Métodos e técnicas para fazer o alinhamento descrito acima, tem aos montes. Mas será que isso realmente é um objetivo a ser perseguido? Cada vez tenho conversado com mais pessoas que se queixam dos processos de tomada de decisões e das ações que vem a reboque das definições emanadas.

Algo me surpreende nesse cenário. Os diretores não tomam decisões unilaterais e muito menos sem conversar com grande parte das organizações. Será que estamos vivendo um momento de covardia das pessoas frente aos seus gestores?

Fácil é auxiliar o corpo diretivo a tomar decisões em um sentido, e posteriormente indicar que as mesmas foram equivocadas. Existe um manto de mediocridade muito grande nas pessoas. A internalização das externalidades das organizações ocorre por debates e reuniões, onde todos possuem assentos e contribuem para as decisões, do técnico ao diretor.

Uma organização privada não é uma organização pública, pois tem objetivos diferentes. Enquanto o objetivo da empresa é dar lucro, no âmbito público é regular as relações de mercado. A gestão ambiental das organizações deve rememorar aos colaboradores das responsabilidades que eles têm frente as decisões, pois todos contribuem no processo decisório, em maior ou menor grau.
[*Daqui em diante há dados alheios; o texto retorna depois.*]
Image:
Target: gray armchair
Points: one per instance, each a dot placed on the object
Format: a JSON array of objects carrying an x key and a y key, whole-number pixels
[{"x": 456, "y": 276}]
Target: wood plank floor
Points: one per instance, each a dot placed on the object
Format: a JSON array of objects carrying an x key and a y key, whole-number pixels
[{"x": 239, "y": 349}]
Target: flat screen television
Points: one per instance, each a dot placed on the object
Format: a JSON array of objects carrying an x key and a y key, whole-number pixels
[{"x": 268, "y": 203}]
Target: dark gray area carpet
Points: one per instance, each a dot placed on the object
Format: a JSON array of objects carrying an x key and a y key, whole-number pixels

Cada ação deve ser sempre precedida de um planejamento de área, que posteriormente é submetido a um planejamento gerencial. Os feedbacks do planejamento estratégico são compostos pelas posições individuais de cada gerência. Em cada unidade da organização existem analistas e técnicos responsáveis que subsidiaram as decisões.

Antes de haver reclamações aos quatro cantos das decisões tomadas, sejam certas ou erradas, há de se observar os critérios de tomada de decisão e os participantes que subsidiaram as mesmas. O processo de monitoramento dos riscos e as auditorias internas e externas servem justamente para elencar e verificar esses pontos da governança corporativa.

O monitoramento externo da organização pelos stakeholders e stokeholders é fundamental para o acompanhamento das decisões coletivas de gestão de acordo com os princípios e políticas emanadas pela organização ou seus controladores.

A busca de um desenvolvimento sustentável para a organização deve considerar todos esses aspectos e premissas. Novas mentalidades precisam ser formadas e os valores dos colaboradores devem ser uma parte integrante da organização. O treinamento dos líderes e liderados serve justamente para valorizar o aspecto ora abordado.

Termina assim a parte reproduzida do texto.